Saddled with imports until last year, India is set to achieve self sufficiency in pulses in FY 2018-19, wth a high kharif output and likelihood of record rabi season production due to an all-time high acreage and favourable agro climatic condition.
Until last year, that is 2016-17, India remained heavily dependent on import of pulses of different varieties, including chick peas from Australia, tur from Myanmar and other varieties from Canada and a number of non-consuming but large-growing African countries. Apex industry body, India Pulses and Grains Association (IPGA), puts India’s import at around 5.7 million tonnes of pulses during FY2017, almost similar to 5.8 million tonnes imported during the previous financial year.
According to the Directorate General of Commercial Intelligence and Statistics (DGCIS), India has imported pulses worth $2.47 billion for the period between April and November 2017 to meet its growing consumer demand. During financial year 2016-17, India had set a record in imported pulses at $4.24 billion, up from $3.90 billion the previous year.
“Pulses output during the kharif 2017 season is estimated at 8.71 million tonnes, slightly lower than last year’s level of 9.42 million tonnes. With increase in acreage and better seed distribution and agro climatic condition, we are estimating total acreage at 16-16.5 million hectares, due to which about 2.5-3 million tonnes of additional pulses during rabi 2017 season, which would be available for marketing in FY 2018-19. This means total pulses availability in India would be around 24-25 million tonnes, over and above nearly two million tonnes of buffer stock available with the Food Corporation of India (FCI). So, India does not need to import pulses. Some specific varieties might be compensated with exports of the varieties grown largely in India,” said a senior government official.
With a steady growth of 4-5 per cent, India requires around 24 million tonnes of pulses a year to fulfill its demand.
Data compiled by the Ministry of Agriculture showed total acreage under rabi pulses jumped by nearly 5 per cent to hit the highest ever at 16.31 million ha which works out to about 15 per cent more than the average of the past five years.
S Ganeshan, Advisor to Crop Care Federation of India (CCFI), said that looking at the lowest possible import of pulses from India this year, the Australian and Canadian governments have advised their farmers not to grow pulses this year. “We need to focus on market development before concentrating on boosting agricultural production,” he added.

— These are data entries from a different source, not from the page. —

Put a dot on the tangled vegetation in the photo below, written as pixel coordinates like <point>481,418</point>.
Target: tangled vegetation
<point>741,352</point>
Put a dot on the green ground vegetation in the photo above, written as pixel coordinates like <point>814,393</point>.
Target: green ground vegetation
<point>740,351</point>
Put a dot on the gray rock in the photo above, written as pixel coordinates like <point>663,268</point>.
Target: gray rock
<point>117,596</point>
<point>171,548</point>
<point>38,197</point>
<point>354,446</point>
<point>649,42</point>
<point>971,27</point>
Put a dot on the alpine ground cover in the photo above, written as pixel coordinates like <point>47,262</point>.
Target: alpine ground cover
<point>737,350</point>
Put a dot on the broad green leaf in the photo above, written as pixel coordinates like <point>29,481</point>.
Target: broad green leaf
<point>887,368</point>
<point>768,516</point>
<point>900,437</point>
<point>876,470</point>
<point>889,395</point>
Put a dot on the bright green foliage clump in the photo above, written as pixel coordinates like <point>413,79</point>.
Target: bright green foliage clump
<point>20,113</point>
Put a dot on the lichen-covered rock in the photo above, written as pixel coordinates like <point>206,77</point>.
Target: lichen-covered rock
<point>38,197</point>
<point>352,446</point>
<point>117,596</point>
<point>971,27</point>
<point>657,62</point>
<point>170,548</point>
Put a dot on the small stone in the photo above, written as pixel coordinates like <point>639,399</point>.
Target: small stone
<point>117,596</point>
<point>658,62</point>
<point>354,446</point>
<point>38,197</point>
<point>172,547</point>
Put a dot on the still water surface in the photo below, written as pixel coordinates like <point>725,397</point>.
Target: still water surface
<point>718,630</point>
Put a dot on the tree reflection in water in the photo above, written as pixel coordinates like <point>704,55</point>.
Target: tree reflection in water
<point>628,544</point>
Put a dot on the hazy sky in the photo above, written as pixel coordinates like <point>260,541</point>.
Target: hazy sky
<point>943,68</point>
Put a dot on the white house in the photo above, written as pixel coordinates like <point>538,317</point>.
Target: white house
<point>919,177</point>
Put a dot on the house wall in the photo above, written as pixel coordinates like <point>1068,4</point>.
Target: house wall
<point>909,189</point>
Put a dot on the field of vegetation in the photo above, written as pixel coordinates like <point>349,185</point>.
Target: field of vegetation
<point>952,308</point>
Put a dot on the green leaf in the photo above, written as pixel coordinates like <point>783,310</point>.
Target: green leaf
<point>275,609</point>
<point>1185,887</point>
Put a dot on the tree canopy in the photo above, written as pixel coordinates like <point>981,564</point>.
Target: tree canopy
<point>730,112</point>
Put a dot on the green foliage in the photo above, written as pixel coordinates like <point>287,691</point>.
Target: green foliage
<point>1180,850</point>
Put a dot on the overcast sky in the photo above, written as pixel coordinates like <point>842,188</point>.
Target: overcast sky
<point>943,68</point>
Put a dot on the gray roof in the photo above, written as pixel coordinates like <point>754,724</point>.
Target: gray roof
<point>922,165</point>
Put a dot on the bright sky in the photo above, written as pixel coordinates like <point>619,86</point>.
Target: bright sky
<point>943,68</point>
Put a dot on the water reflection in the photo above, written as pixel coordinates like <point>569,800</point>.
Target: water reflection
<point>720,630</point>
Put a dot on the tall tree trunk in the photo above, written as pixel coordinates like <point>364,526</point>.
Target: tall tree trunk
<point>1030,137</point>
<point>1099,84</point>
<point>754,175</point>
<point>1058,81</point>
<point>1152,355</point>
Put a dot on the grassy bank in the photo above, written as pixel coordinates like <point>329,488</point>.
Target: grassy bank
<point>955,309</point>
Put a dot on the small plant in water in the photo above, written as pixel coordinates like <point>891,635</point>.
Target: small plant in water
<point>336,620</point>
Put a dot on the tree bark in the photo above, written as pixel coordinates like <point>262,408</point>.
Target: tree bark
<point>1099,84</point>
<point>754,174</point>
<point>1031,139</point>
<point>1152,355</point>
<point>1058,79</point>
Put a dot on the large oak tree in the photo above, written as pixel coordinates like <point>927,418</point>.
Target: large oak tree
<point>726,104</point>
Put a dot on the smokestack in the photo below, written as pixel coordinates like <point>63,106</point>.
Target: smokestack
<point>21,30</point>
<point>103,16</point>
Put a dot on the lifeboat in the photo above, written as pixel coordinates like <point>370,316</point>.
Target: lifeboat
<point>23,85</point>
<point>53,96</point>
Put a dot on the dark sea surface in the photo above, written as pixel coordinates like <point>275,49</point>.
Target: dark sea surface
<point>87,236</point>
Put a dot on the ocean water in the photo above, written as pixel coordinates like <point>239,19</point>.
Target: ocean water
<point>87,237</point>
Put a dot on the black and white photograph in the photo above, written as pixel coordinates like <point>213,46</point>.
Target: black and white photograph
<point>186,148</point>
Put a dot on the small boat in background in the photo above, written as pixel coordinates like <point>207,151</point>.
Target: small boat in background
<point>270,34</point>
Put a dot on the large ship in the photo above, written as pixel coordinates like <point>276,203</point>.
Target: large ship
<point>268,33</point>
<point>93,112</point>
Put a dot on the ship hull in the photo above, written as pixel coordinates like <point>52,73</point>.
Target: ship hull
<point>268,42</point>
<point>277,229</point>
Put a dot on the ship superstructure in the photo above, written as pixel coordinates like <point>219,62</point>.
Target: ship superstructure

India, however, has not yet developed any such an advisory system to make farmers aware of their realisation before they sow any crop. While many market forecasters pre-empt production and availability of any particular crop, they do not anticipate prices of farm produce. Even if they do make forecasts, they often prove wrong.
“India is set to attain self-sufficiency in pulses this year due to three primary factors: increase in acreage under rabi pulses, aggressive replacement and availability of quality seeds during peak sowing season, and better irrigation facilities this year. Earlier, many areas with potential to grow pulses had been left without sowing any crop. Since wheat is grown with increasing intensity of winter, semi-cold regions are left unsown with any rabi crop. This year, the government has encouraged famers to grow pulses in semi-cold regions like Madhya Pradesh and Maharashtra. This will result into higher pulses output this year,” said Vijay Sardana, an agriculture expert.
Apart from that, many pulses growing areas such as Latur and Marathwada have better irrigation facilities this year. As a result, there is potential for higher yield, which will help achieve higher production this year.
Importers like K C Bharatiya, however, see room for two million tonnes of import even with higher domestic production.